Digicel expects debt levels to rise
Telecoms provider Digicel Group posted a nine per cent drop in its earnings for its fourth quarter ending March 2019, and is expecting its debt levels to rise.
The company said its earnings were impacted by one-off costs.
“We are fully committed to returning the business to a more sustainable leverage level,” said Antonia Graham, head of group communications, in response to Financial Gleaner queries about the financial results.
Digicel, which had its beginnings in Jamaica but now spans 32 markets internationally, recorded a three per cent decline in revenue for the quarter to US$570 million, but the telecoms said top-line income would have grown 1.0 per cent were it not for currency movements and other one-off costs.
Its earnings before interest, tax, depreciation and amortisation, EBITDA, totalled US$230 million in the quarter, down 9.0 per cent year-on-year.
Digicel also indicated that its net debt was projected to rise to 7.0 times its earnings in 2020, up from 6.7 times earnings in 2019. But the company said bondholders should not be overly concerned about the rise as it plans to reduce its leverage over time.
“This will take time. However, the momentum that we are beginning to see in the underlying revenues provides us with comfort that we can return the business to full-year revenue and EBITDA growth and begin to deliver organic deleveraging,” said Graham.

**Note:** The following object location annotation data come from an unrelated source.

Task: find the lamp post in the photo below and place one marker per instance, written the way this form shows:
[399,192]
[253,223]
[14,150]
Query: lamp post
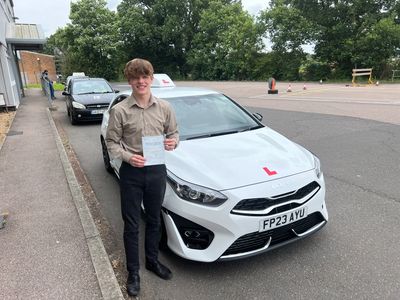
[40,68]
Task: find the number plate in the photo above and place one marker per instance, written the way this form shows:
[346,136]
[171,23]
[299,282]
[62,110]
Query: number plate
[283,219]
[98,111]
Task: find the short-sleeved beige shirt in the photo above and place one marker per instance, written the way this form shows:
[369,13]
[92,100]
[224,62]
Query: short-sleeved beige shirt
[129,122]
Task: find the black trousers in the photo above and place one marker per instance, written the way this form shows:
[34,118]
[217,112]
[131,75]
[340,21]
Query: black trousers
[145,184]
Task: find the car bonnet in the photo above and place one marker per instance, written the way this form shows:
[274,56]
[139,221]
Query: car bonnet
[235,160]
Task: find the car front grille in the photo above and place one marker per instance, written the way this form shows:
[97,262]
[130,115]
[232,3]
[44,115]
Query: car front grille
[251,206]
[97,106]
[257,240]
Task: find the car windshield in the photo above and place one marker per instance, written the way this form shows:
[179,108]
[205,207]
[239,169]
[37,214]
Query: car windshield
[81,87]
[210,115]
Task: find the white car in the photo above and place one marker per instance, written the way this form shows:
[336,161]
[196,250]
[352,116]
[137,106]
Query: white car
[236,188]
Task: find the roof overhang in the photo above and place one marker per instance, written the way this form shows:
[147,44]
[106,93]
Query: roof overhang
[25,36]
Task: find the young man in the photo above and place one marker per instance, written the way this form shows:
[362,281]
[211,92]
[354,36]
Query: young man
[45,76]
[139,116]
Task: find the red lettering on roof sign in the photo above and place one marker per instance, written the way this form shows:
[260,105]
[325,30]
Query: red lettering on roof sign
[270,173]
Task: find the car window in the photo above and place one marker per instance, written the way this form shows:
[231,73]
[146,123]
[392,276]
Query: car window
[90,87]
[208,115]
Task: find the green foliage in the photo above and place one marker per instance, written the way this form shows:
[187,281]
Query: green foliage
[90,42]
[161,31]
[314,70]
[346,34]
[225,45]
[217,39]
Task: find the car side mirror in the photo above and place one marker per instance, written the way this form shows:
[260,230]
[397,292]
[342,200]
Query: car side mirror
[258,116]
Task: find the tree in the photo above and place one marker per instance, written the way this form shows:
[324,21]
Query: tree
[161,31]
[225,44]
[346,34]
[90,42]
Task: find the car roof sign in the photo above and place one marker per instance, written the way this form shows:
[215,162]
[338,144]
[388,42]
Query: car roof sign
[162,80]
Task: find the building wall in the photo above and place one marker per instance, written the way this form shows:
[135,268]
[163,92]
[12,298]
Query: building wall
[7,78]
[32,64]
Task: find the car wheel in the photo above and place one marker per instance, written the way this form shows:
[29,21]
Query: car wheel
[72,118]
[106,157]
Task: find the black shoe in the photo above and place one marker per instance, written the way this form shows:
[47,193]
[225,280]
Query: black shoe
[133,284]
[159,269]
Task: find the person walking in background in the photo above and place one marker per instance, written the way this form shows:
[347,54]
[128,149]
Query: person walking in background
[131,121]
[46,79]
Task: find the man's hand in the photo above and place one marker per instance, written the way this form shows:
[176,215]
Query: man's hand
[137,161]
[169,144]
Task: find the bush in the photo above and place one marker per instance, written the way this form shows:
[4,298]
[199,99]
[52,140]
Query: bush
[314,70]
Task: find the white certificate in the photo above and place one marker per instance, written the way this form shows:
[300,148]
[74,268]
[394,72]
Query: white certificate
[153,150]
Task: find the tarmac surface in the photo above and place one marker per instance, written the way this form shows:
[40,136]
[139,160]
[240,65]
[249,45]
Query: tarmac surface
[50,247]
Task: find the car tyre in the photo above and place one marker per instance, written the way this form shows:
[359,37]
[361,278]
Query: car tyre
[106,157]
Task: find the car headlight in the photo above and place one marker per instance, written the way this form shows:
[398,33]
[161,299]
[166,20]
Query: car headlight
[317,167]
[78,105]
[195,193]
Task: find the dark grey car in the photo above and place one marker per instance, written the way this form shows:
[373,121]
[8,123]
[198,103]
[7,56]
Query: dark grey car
[87,99]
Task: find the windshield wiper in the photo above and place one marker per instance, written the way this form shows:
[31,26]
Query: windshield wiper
[252,128]
[212,134]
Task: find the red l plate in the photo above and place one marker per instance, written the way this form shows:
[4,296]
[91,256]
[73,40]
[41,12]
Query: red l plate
[270,173]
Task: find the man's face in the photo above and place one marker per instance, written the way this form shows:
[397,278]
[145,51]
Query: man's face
[141,84]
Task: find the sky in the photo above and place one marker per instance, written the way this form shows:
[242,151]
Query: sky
[53,14]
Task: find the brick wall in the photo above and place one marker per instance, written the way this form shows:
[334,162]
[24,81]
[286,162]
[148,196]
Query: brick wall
[32,64]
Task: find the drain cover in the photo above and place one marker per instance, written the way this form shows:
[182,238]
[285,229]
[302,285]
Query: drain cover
[13,132]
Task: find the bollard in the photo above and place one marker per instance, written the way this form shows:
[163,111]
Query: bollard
[271,86]
[3,219]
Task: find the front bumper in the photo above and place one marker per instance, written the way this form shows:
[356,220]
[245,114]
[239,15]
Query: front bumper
[89,114]
[237,236]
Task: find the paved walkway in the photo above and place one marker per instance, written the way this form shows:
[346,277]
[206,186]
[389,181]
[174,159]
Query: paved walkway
[49,248]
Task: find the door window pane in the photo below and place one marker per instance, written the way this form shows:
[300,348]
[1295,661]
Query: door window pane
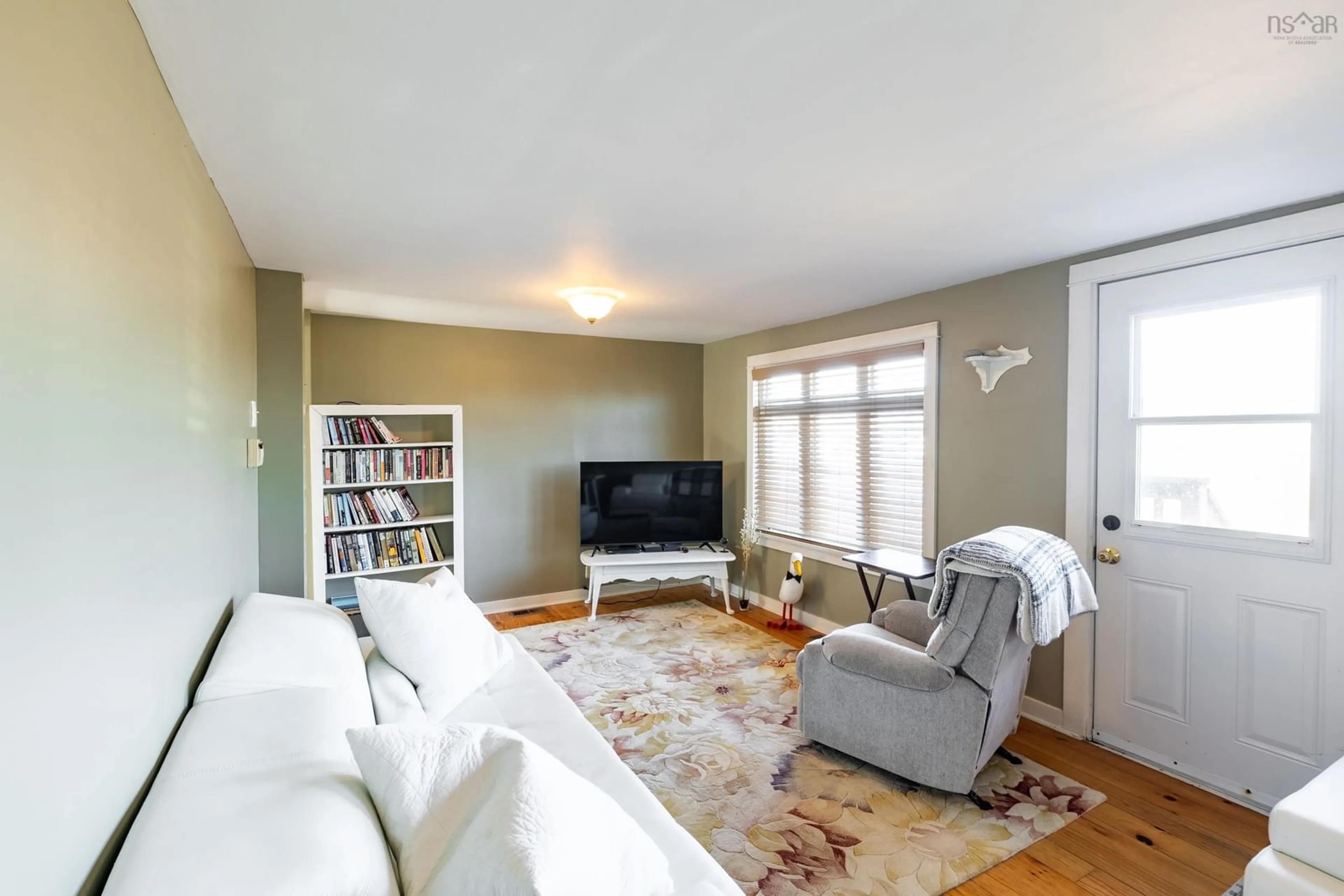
[1251,358]
[1251,477]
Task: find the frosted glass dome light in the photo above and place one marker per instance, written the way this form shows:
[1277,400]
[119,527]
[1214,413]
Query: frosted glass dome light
[592,303]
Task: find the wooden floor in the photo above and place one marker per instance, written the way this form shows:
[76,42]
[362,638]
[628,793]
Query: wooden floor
[1155,836]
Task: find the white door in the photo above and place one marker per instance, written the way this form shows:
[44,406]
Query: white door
[1221,632]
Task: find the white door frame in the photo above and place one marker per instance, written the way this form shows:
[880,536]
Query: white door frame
[1085,284]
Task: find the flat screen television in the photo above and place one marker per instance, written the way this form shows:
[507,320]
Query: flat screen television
[651,502]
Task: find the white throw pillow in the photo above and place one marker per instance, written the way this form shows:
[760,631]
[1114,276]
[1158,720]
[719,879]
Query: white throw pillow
[474,811]
[435,636]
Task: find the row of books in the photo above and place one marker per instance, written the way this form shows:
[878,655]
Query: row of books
[359,430]
[369,508]
[386,465]
[382,550]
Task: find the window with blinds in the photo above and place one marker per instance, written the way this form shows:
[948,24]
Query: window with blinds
[839,449]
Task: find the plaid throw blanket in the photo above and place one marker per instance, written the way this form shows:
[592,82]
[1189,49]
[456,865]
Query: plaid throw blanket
[1054,587]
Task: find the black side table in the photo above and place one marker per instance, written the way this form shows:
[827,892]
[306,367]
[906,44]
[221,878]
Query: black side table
[886,562]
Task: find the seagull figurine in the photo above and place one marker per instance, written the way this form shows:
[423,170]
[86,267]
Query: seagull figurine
[791,592]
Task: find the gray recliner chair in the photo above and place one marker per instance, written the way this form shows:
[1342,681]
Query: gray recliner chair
[926,700]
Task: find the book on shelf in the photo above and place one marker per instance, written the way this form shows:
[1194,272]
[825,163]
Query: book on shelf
[382,550]
[358,430]
[373,507]
[386,465]
[350,604]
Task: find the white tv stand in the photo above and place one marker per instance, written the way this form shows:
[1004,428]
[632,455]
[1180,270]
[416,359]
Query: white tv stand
[656,565]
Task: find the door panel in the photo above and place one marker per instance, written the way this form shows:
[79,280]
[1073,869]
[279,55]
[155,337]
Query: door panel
[1277,679]
[1158,648]
[1221,632]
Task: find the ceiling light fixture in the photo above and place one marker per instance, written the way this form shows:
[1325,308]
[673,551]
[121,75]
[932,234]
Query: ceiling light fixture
[592,303]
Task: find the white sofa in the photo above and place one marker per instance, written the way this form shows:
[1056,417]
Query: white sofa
[260,793]
[1306,856]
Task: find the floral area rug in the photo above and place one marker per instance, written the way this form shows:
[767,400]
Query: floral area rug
[705,710]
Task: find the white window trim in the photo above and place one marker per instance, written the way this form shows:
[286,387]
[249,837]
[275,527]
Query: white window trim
[925,334]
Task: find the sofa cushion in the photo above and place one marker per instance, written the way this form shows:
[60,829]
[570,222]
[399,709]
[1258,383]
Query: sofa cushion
[953,636]
[1310,824]
[523,698]
[480,809]
[284,643]
[874,652]
[435,636]
[260,796]
[909,620]
[394,695]
[1273,874]
[986,655]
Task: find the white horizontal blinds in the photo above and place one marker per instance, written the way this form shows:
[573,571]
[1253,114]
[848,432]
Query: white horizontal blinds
[839,449]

Digicel expects single-digit growth in its earnings in 2020, but thinks this would be sufficient to allow it room to reduce debt. It expects to see underlying revenue growth across all business segments, in particular a return to growth for the full year in its mobile business and the continued performance in business solutions and home and entertainment segments.
Digicel said its fourth-quarter EBITDA was adversely impacted by full-year charges booked in the quarter.

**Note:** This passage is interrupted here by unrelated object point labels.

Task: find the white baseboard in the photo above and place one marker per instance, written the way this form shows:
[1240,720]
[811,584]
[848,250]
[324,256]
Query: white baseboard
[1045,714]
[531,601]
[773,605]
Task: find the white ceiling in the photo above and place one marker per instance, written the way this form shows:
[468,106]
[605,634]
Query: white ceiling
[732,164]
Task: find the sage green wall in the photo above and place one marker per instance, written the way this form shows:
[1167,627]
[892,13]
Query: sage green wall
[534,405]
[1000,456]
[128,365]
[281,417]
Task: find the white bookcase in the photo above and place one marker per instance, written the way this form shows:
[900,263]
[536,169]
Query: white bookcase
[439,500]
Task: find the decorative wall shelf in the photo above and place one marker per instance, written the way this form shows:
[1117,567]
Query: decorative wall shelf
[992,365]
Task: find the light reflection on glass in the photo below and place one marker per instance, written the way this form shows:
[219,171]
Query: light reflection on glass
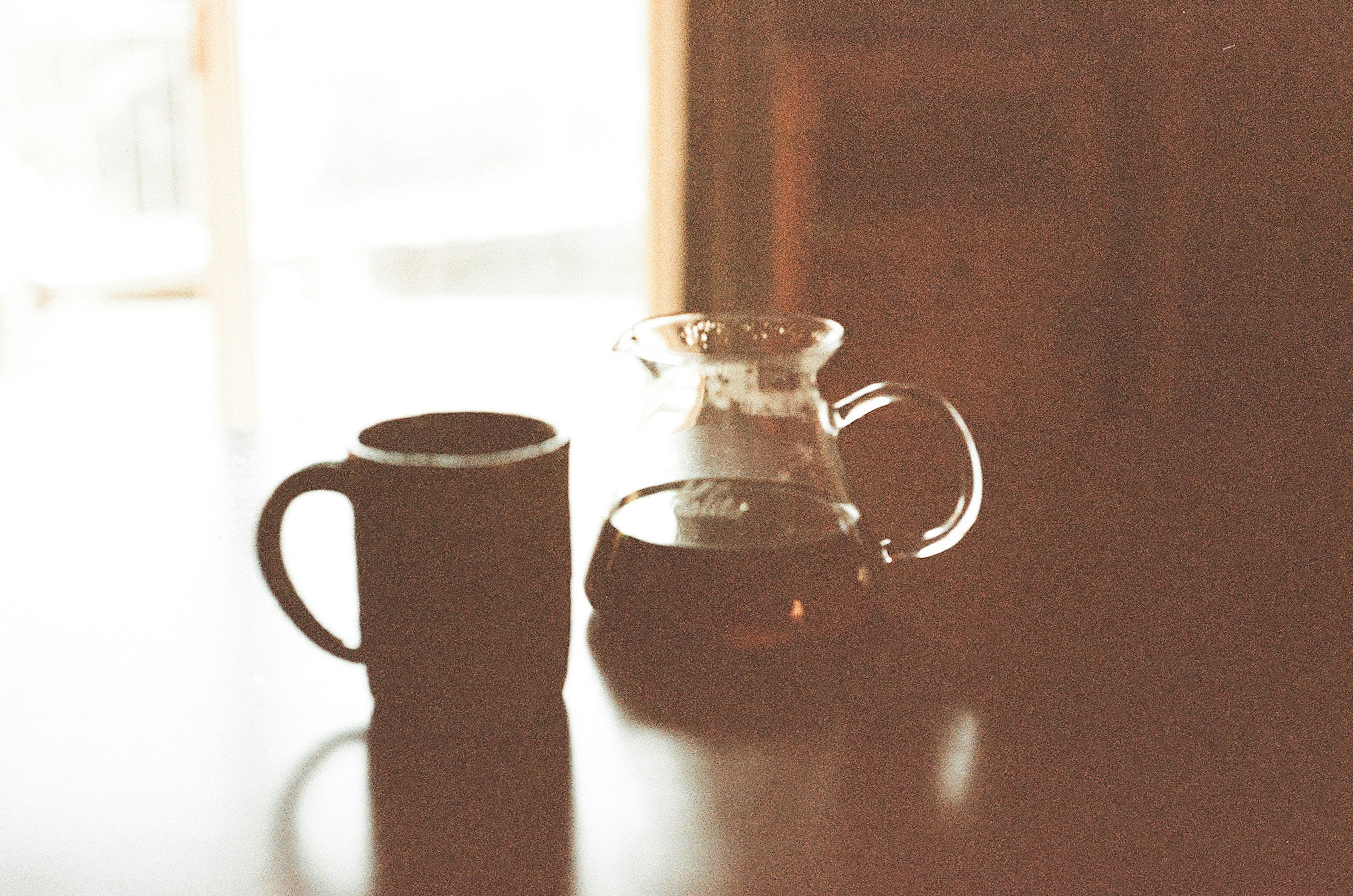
[956,769]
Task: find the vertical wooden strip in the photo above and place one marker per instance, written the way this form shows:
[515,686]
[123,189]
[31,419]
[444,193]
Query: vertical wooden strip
[668,156]
[228,271]
[795,117]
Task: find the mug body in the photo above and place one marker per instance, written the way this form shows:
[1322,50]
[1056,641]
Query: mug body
[463,560]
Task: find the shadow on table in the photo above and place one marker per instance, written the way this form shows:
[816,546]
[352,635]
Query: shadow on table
[461,803]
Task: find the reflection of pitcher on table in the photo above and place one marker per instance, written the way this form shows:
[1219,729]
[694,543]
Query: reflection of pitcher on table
[736,523]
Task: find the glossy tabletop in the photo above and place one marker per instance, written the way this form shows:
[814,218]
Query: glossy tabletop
[1074,716]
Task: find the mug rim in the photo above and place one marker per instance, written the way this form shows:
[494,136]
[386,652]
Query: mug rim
[451,461]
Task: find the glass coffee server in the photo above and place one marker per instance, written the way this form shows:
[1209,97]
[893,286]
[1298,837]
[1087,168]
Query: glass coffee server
[735,525]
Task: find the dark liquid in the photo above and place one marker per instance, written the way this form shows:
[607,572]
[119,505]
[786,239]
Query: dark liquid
[742,562]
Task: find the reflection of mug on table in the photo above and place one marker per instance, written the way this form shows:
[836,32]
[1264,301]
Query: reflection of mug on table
[483,811]
[463,560]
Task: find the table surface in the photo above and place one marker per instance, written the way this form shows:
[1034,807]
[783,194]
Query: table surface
[168,732]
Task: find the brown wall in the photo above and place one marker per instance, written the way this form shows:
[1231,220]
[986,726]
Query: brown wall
[1124,244]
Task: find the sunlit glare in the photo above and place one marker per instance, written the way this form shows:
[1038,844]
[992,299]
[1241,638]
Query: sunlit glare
[957,757]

Digicel, like other telecoms, continue to face challenges in monetising the shift from voice to data services. Added to that are heavy capital expenditures, one-off costs and currency movements.
The telecoms continues to meet its interest payment obligations on its bonds. However, earlier this year, Jamaica’s JMMB Group recommended that its clients sell their bonds, saying Digicel’s results, which at the time referenced its third-quarter earnings, had not improved in line with expectations, making the servicing of the bonds continuously challenging.
In January, Digicel extended the timeline for the payout of bonds due by 2020 and 2022 to 2022 and 2024, respectively. Rating agency Moody’s assigned a limited default status to the bonds following the extension, although it revised the rating to Caa1, up from Caa3. Despite the benefits from the two-year debt extension, Moody’s labelled the transaction as ‘distressed’, mainly because of Digicel’s “untenable capital structure”, with high leverage of around 6.7 times gross debt to EBITDA.